"Your Honor heard aright. I will not cross-examine."
Through the big chamber there was a buzz of comment, of doubt, of all but horror. Was there nothing to be done for this woman? Even if she did kill De Vries, give her a sporting chance for her life! "What is Donegan doing?" the public, the attendants, the newspaper reporters asked themselves with mistrust. Was he throwing her down?
There was a tensing in court, a tightening, as of drama. Already there was a sense in every one's chilled veins of the horrible harness of the electric chair. But Donegan only drowsed.
"You can step down," the Court told the witness.
The rat-faced man crept from the witness-box, white, shaking still with the fear of Donegan's eye. He tried to get a seat in the benches, but none would make room for him. And though he had only done his duty, and that at command of the law, there was about him, as he slunk from the room, the look there was about him who was surnamed Iscariot, as he crept from the garden on the Mount of Olives, on the world's most tragic dawn.... Like a story from some old book there unrolled before the public the history of Anna Janssen of ten, or twelve, or fifteen years before, in a New York we know no longer, so changed is it in that brief space. Then it was a riotous spendthrift, a glorious waster, hell-roaring, somehow lovable, and now it is a burgess of standing, with all the burgess virtues.
And the eyes of the court-room glistened as old names appeared like Falstaffian ghosts. The Poodle Dog, the German Village, the Holland House, the Knickerbocker. Gorgeous, blowsy, out of a dim past they rose for an instant. Baron Wilkins's and Nigger Mike's. And there was the thin clink of glasses across forgotten bars. And at three o'clock of a morning the flying wedge at Pat's was hurling some truculent guest to the sidewalk. And gunmen were gunmen then, not strike-breakers.
Old days, great days, and only a dozen years before. And John Barrymore was not Richard III but the comedian of "Are You a Mason?" And Mr. Chambers had written "The Danger Mark," and Lieutenant Becker still patrolled the streets. And Mannie Chappelle and Diamond Jim were still alive and merry, who are now dust, God rest them! And cops grafted and politics were corrupt, after the old and pleasant tradition. And out of the side door of saloons came the old-fashioned drunkard, who with the old-fashioned ghost-story and the old-fashioned Christmas is laid to rest forevermore. And the voice of Dr. Parkhurst was heard through the land.
Ichabod! Gone is glory!
The night life of Paris was hectic, hysterical. The night life of Berlin was heavy, somehow sinister. But, lush, extravagant, now joyous, now macabre, the foam of New-World liquor, the night life of New York challenged the heavens with streaming rays, retiring only before the chaste, armored dawn. Like some Thousand and One Nights of some writer of the people, it challenged the imagination, it intrigued, it repelled. Overdone not seldom, often in bad taste, but virile, rude, and unabashed, it claimed recognition with brazen clamor.

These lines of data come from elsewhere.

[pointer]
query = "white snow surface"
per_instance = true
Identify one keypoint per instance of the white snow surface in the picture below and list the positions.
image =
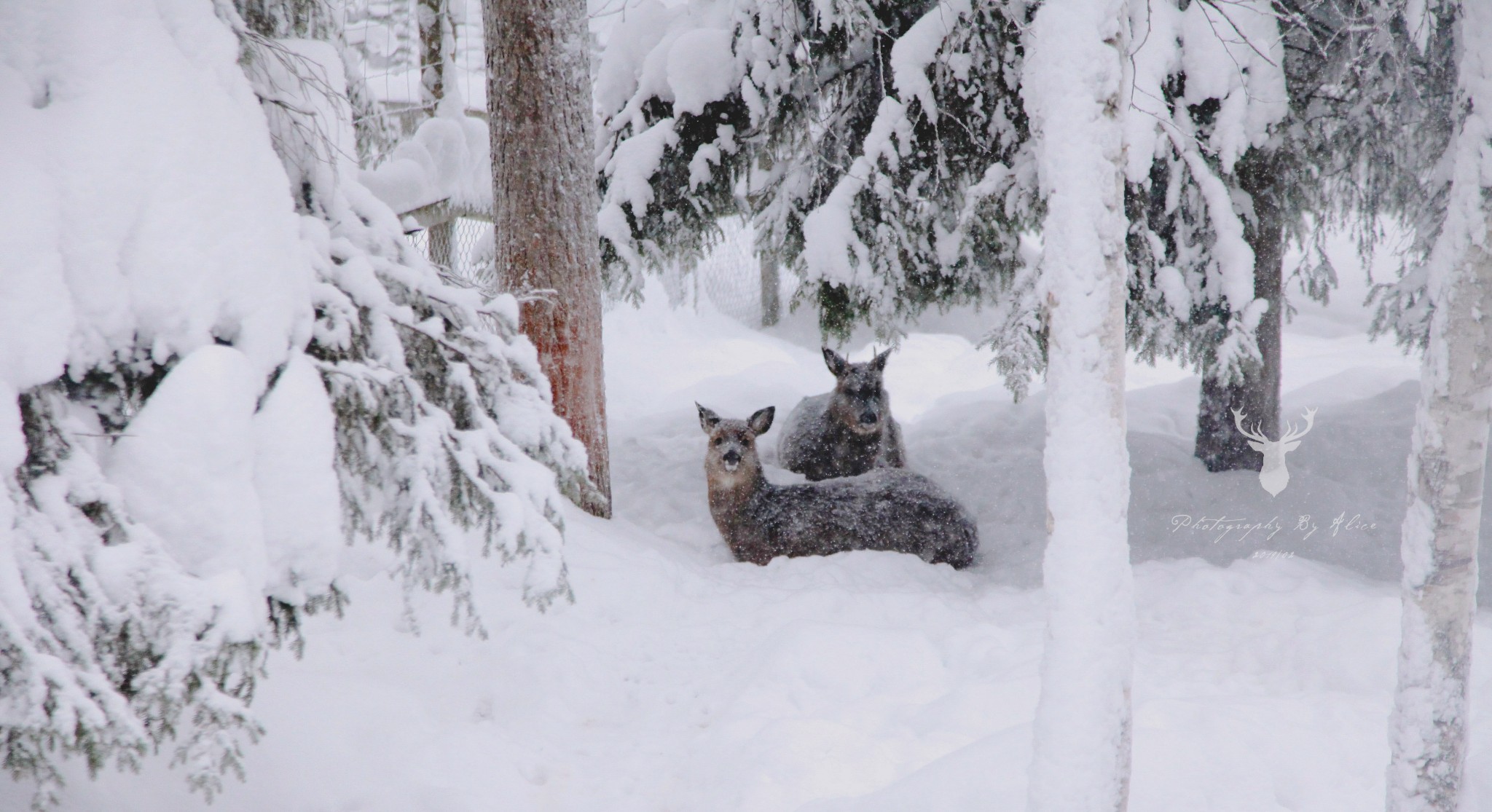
(871, 681)
(105, 167)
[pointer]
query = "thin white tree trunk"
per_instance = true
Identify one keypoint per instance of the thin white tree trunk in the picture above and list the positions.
(1076, 92)
(1446, 466)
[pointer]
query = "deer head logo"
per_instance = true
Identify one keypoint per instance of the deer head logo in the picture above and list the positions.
(1275, 475)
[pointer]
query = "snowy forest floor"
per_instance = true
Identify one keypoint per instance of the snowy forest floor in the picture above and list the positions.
(684, 681)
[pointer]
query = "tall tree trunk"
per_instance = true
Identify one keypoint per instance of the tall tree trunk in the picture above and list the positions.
(1076, 92)
(1428, 729)
(1220, 445)
(545, 205)
(1448, 462)
(770, 285)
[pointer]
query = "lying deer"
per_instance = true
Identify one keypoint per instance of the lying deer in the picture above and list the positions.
(891, 509)
(848, 430)
(1275, 475)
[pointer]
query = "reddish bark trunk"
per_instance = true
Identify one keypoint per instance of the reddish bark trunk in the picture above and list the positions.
(545, 203)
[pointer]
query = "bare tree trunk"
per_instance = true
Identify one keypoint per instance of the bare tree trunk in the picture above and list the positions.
(545, 205)
(1448, 462)
(1076, 92)
(1220, 445)
(770, 284)
(1428, 729)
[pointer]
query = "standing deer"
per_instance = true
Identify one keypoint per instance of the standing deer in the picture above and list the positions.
(848, 430)
(1275, 475)
(885, 509)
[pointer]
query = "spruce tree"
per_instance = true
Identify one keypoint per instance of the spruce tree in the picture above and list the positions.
(543, 208)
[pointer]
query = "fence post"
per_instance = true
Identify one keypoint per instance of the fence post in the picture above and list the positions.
(770, 308)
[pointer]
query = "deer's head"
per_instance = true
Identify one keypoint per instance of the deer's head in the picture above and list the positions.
(1275, 475)
(731, 454)
(860, 401)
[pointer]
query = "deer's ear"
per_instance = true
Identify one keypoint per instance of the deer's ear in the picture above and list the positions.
(761, 422)
(707, 418)
(836, 363)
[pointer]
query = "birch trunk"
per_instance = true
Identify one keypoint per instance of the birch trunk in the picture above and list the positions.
(1076, 92)
(1428, 729)
(545, 205)
(1448, 463)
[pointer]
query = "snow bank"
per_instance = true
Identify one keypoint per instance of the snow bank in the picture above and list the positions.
(141, 179)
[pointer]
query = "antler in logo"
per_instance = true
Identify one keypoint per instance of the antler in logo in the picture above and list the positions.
(1275, 475)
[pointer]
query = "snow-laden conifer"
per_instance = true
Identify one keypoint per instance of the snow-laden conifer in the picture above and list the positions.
(205, 395)
(1428, 732)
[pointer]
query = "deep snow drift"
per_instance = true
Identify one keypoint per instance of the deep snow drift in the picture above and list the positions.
(680, 679)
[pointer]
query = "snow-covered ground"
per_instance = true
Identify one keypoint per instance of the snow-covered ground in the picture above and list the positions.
(684, 681)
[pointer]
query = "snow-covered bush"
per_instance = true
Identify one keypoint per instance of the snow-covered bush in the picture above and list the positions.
(879, 148)
(220, 362)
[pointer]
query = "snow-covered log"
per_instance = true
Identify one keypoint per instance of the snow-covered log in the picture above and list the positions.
(1076, 90)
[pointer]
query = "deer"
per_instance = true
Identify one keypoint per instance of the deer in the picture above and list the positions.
(890, 509)
(1275, 475)
(848, 430)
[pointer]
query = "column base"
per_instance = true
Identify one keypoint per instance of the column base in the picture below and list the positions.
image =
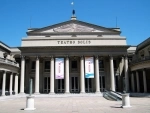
(51, 93)
(36, 93)
(67, 92)
(29, 109)
(98, 92)
(21, 93)
(126, 106)
(82, 92)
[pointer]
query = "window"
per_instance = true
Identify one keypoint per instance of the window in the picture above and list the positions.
(101, 65)
(33, 66)
(47, 66)
(115, 64)
(74, 65)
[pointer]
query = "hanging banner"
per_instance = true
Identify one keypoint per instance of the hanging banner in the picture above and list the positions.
(89, 67)
(59, 68)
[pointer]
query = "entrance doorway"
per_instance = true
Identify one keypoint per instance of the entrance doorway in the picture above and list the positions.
(60, 86)
(74, 85)
(46, 84)
(88, 85)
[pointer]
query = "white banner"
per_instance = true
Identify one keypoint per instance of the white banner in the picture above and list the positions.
(89, 67)
(59, 68)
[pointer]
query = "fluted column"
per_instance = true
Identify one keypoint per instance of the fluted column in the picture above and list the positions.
(37, 76)
(22, 75)
(144, 81)
(52, 76)
(10, 84)
(137, 81)
(97, 74)
(132, 82)
(67, 75)
(4, 83)
(82, 84)
(16, 84)
(126, 74)
(112, 78)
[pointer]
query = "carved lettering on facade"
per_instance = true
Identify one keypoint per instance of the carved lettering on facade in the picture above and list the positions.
(74, 42)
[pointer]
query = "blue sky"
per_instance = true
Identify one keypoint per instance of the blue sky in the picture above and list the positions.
(133, 16)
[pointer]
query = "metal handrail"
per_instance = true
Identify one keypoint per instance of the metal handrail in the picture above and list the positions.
(145, 58)
(114, 92)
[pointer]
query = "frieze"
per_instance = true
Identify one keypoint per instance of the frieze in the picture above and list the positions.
(73, 42)
(73, 28)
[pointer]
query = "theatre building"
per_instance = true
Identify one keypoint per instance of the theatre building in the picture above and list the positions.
(74, 57)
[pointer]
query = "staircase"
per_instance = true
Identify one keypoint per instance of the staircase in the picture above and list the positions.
(112, 95)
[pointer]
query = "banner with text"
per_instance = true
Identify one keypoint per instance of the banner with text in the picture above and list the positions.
(59, 68)
(89, 67)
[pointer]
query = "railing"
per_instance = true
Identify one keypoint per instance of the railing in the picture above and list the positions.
(112, 95)
(8, 61)
(140, 59)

And on this stage, and against this background, now leading woman to De Vries, now being supported by a caste of wasters, brokers, men about town, there moved Anna Janssen, the Swedish Beauty. Cast in the form and figure of a Norse goddess, fit for great epics, she was a figurante in a debauched side-show. Her eyes, which were blue as the sea and should have been pure and passionate as the sea, were drenched with wine, and her mouth, with its clear-cut outlines as of a woman of the painter Zorn's, which should have been firm as a budding flower, was relaxed and wet from kissing.